Juan rebasó las aduanas del tiempo perdido dentro de un distrito oxidado. Una negritud casi que de Negro Primero, porque el resto de niches, son todos de cuarta. Y los de la clase media, son la mediana que ya no hay como medirles la estadística, pues se fueron casi todos para el carajo. Aún quedan los Juanes caídos, como caries sin amalgama, como mal aliento. Una enfermedad inevitable, dolorosa y fortuita, como es el amor, según decía Marcel. Hay que ver que tenía tino el señor Proust. Ni mencionar lo nalguitas alegres que fue. Insistía, con enorme puntería, que nuestro corazón tiene la edad de aquello que amas, y a partir de cierta edad, hacemos como que no nos importan (un poco por amor propio, otro por picardía) las cosas que más deseamos.

A Juan, de Marcel, lo paralizan, frases como que<<el amor es espacio y tiempo, medido por el corazón>>. Sonó entre pecho y espalda, entre el dorso de la pérdida y la pechera de la impotencia. Estuvo en total acuerdo en lo de que “la felicidad es muy sana para el cuerpo, pero es la pena la que sí te desarrolla la fuerza de espíritu” y acaso solo somos sanados por el sufrimiento si lo experimentamos a fondo, pero no se curasino a condición de soportarlo plenamente.

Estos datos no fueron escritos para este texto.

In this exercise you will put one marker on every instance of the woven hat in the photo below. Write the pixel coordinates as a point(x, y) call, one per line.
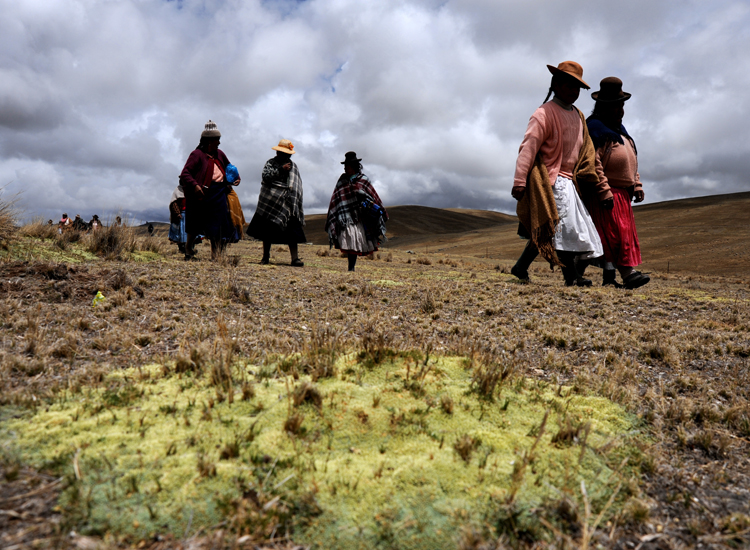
point(610, 90)
point(285, 146)
point(211, 130)
point(351, 156)
point(570, 68)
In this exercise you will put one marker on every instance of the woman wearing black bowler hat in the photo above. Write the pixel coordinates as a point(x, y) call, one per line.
point(619, 179)
point(356, 218)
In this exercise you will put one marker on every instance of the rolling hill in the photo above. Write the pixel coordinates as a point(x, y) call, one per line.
point(708, 235)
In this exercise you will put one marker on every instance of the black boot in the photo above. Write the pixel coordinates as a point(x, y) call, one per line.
point(581, 266)
point(609, 277)
point(568, 268)
point(521, 269)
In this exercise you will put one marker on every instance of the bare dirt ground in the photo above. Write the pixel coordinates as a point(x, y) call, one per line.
point(675, 353)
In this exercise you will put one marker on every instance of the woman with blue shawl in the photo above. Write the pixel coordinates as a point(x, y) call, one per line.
point(620, 183)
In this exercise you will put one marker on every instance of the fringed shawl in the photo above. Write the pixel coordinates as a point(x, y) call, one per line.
point(537, 210)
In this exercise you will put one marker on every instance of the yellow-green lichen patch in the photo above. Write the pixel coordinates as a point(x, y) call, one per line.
point(387, 283)
point(404, 445)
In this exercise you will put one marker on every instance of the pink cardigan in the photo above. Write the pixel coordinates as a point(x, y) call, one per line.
point(557, 134)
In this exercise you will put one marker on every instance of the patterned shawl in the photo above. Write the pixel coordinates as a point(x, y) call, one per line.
point(344, 209)
point(280, 198)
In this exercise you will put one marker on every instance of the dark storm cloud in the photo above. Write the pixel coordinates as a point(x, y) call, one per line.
point(101, 102)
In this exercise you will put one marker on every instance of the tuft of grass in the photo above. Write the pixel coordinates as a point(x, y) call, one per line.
point(465, 447)
point(307, 392)
point(114, 242)
point(39, 229)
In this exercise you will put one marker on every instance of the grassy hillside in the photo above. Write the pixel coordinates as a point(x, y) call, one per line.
point(426, 400)
point(704, 235)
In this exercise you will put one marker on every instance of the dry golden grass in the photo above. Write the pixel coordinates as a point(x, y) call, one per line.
point(675, 353)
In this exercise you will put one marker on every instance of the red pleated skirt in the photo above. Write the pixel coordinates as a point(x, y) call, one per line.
point(616, 229)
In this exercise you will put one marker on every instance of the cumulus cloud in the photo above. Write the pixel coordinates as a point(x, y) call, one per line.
point(101, 102)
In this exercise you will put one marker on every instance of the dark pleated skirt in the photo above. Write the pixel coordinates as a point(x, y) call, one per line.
point(265, 230)
point(210, 216)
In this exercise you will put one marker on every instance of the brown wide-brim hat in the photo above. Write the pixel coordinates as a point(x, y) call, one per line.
point(351, 157)
point(610, 90)
point(570, 68)
point(285, 146)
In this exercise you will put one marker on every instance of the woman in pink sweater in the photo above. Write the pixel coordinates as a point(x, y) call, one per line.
point(617, 165)
point(556, 133)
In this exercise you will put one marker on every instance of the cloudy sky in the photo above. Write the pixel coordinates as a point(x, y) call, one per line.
point(101, 101)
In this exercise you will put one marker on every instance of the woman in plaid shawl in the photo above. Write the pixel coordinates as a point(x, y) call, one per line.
point(356, 217)
point(279, 218)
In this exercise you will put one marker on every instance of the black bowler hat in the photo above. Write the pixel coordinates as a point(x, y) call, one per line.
point(351, 156)
point(610, 89)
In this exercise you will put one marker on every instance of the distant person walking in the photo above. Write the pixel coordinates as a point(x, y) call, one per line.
point(280, 218)
point(356, 217)
point(177, 217)
point(556, 158)
point(620, 183)
point(208, 195)
point(64, 224)
point(79, 224)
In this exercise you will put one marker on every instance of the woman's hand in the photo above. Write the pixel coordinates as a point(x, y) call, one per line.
point(518, 192)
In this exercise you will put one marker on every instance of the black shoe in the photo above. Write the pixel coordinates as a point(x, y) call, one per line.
point(522, 274)
point(609, 278)
point(635, 280)
point(578, 281)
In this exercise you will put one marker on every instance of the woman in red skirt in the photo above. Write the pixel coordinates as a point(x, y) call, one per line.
point(616, 152)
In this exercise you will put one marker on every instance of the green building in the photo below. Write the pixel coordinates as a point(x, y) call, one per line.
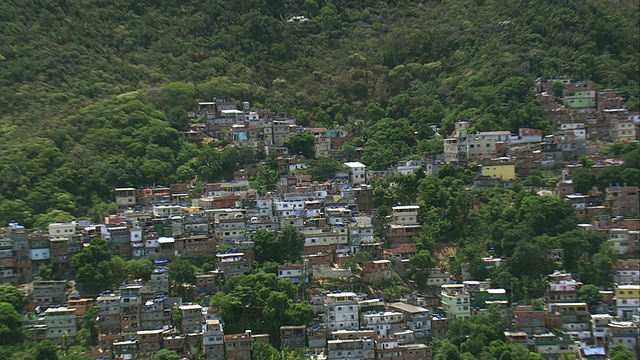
point(579, 95)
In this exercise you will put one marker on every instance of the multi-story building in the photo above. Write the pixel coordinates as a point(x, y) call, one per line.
point(61, 324)
point(297, 273)
point(376, 271)
point(293, 337)
point(550, 346)
point(238, 346)
point(213, 340)
point(624, 241)
point(191, 318)
point(503, 169)
point(108, 306)
point(627, 301)
point(341, 311)
point(579, 95)
point(623, 131)
point(62, 230)
point(167, 211)
point(528, 320)
point(232, 264)
point(125, 197)
point(403, 224)
point(417, 319)
point(149, 341)
point(49, 292)
point(575, 319)
point(125, 350)
point(455, 301)
point(154, 314)
point(160, 280)
point(384, 323)
point(600, 333)
point(325, 240)
point(625, 333)
point(357, 172)
point(351, 349)
point(622, 200)
point(130, 308)
point(562, 289)
point(80, 306)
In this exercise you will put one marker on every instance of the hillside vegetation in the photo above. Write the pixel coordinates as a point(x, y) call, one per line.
point(92, 93)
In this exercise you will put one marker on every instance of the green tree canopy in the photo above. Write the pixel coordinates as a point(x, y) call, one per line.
point(95, 268)
point(301, 144)
point(12, 295)
point(10, 326)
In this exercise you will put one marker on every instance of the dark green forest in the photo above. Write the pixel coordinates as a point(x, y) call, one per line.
point(92, 93)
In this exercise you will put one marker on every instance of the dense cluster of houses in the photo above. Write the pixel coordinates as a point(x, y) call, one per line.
point(336, 219)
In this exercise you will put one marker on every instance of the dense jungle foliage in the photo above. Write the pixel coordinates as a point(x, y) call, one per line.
point(92, 93)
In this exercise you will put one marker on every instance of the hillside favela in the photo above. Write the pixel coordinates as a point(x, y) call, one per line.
point(319, 179)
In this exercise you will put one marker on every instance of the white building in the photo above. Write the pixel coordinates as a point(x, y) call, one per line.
point(60, 321)
point(213, 340)
point(341, 311)
point(125, 196)
point(384, 323)
point(166, 211)
point(357, 172)
point(62, 230)
point(627, 300)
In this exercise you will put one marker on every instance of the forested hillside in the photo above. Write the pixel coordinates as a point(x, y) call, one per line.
point(92, 92)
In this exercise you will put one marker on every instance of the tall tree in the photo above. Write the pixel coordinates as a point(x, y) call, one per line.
point(95, 268)
point(12, 295)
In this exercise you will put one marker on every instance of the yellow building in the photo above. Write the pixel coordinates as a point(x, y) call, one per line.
point(504, 172)
point(627, 301)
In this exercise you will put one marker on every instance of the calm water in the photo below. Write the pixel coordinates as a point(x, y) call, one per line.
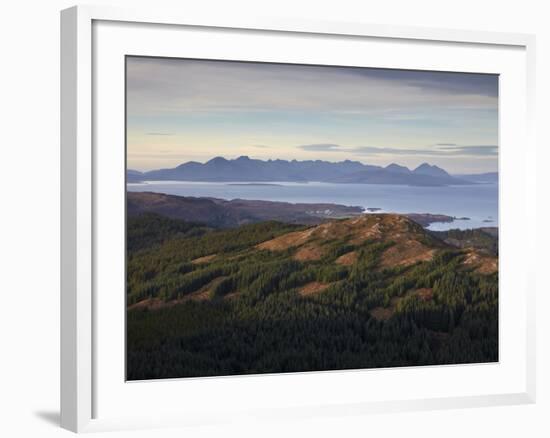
point(478, 202)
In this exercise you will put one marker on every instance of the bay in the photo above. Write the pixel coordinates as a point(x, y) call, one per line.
point(477, 202)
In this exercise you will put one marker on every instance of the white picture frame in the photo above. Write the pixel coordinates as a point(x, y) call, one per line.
point(82, 170)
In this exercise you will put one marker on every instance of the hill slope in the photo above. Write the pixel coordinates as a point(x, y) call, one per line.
point(370, 291)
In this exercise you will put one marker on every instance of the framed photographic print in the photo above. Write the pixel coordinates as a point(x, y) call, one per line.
point(269, 208)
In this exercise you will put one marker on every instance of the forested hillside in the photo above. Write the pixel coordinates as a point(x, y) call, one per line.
point(371, 291)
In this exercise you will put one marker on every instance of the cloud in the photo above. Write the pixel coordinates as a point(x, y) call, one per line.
point(438, 150)
point(180, 86)
point(321, 147)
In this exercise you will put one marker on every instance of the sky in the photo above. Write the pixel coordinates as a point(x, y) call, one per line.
point(181, 110)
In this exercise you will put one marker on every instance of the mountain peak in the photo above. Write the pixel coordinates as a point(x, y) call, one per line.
point(216, 160)
point(430, 169)
point(393, 167)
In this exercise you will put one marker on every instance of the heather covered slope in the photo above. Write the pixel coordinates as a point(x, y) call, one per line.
point(370, 291)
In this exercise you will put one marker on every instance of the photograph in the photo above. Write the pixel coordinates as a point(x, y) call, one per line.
point(285, 218)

Juan recordó el desgaste de cuidar a su padre senil. Las cosas que aún resultaban del equipaje en las memorias perdidas, en los intríngulis de lo olvidado. Pero estamos demasiado dispuestos (leía a Marcel) a creer que el presente es el único estado posible de las cosas. Para Juan, un presente es el sueño de un pasado instalado hoy. Proust entendía, con casta de juglar, que vale más la pena soñar la vida propia, que vivirla, aunque vivirla, sea también soñarla.

No supo relegar los amores perdidos, ni la inquieta tiranía de los celos aplicada a los asuntos del querer. Toda la tesis de Proust para el amor, era la ambición que embriagaba más que la gloria. De pronto el beso, la nariz y los ojos están tan mal colocados, como mal hecho los labios. El hallazgo de este legado reposa en su sótano con el cruce de Juan con el asombro: El único viaje de encuentro consiste, no en buscar nuevos paisajes, sino en mirar con nuevos ojos. Juan guindó los sentidos, cerró el compás y siguió salpicado con mirada perrera del que sabe que nada sabe, solo ladrar a toda hora, hasta la hora de la hora, de toda la pérdida, amén.